Sounds like it makes perfect sense to me, given that my whole point was that synechdoche is about using a salient feature, not necessarily a universal one. That's what I was trying to say about the dots/feathers thing - cowboy boots are associated with (mostly southern) rural areas - they're even called cowboy boots, even if they are used other places and even if most people in the south or in rural areas don't wear them most of the time. Suits are associated with big metropolitan companies, even though people in rural areas still wear suits.


> cowboy boots are associated with (mostly southern) rural areas

Your expression seems to become less meaningful as you clarify it.

Cowboy boots are part of Western wear. The specific style (as differing from general equestrian boots) started during the cattle drive era of Texas, Oklahoma, and Kansas in the late 1800s.

It spread, certainly. Cowboy boots are a much more salient aspect of Montana, New Mexico, and Wyoming - decidedly non-Southern states - than Virginia, Florida, or North Carolina. What cotton farmer, tobacco farmer, or citrus grower works in cowboy boots? The traditional Florida cowboy wasn't even called a "cowboy", which is the western term, but a cowman or cracker.

I'll say this again, they are indeed called cowboy boots, which means they come from the area where there are cowboys. That's the West, not the South. (The two areas overlap in Texas and Oklahoma.)

So 1) are cowboy boots a salient feature of rural life in the US? No. They are not common to rural life in Michigan, New York, Maine, and other non-plains states.

2) are cowboy boots a salient feature of the rural south? Based on http://www.newsobserver.com/living/fashion/article10118804.h... , at least in North Carolina it is the suburban population which buys the most cowboy boots, not the rural population.

3) Is the south the area where cowboy boots are the most salient feature? No. That would be the West. In the South you buy cowboy boots at places which sell Western wear.

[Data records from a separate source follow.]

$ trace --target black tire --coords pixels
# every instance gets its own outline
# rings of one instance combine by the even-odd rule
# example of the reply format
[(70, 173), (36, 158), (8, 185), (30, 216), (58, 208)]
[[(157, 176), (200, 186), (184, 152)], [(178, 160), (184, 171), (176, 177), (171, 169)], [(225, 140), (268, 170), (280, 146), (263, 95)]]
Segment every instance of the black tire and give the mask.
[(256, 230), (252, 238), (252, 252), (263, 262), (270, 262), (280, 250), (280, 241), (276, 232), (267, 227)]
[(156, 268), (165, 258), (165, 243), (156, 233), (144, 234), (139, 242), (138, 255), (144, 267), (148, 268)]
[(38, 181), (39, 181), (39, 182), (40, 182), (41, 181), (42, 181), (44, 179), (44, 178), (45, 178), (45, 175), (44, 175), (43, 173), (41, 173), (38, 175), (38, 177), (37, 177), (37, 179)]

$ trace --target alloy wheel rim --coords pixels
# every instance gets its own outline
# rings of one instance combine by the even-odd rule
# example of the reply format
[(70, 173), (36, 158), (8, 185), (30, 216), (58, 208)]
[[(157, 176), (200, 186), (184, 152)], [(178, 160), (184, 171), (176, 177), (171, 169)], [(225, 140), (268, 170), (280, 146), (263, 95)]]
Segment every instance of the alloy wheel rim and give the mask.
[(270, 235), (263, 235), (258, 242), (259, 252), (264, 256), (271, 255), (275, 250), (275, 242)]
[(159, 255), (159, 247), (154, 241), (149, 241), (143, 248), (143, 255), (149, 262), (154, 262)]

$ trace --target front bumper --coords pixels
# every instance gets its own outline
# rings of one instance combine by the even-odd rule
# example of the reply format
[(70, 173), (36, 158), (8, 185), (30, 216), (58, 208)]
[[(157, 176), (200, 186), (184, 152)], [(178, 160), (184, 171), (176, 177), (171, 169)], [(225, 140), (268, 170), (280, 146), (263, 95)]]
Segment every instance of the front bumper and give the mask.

You don't buy cowboy boots at a places which sells "Southern clothing."

On the other hand, in the West, where cowboy boots are a salient feature, you are also likely to find people in the cities wearing dress cowboy boots with a suit.

So "cowboy boots" means someone from the West, and "suit" means someone dressed formally, "suit and cowboy boots" means someone dressed formally in the Western clothing tradition.

While "suit not cowboy boots" tells someone in the Western US to dress in the standard US/European business tradition.

But "cowboy boots not suit" makes little sense as a disjunctive. It certainly doesn't characterize someone from the rural US, or characterize someone from the rural South in the US, with someone from the city.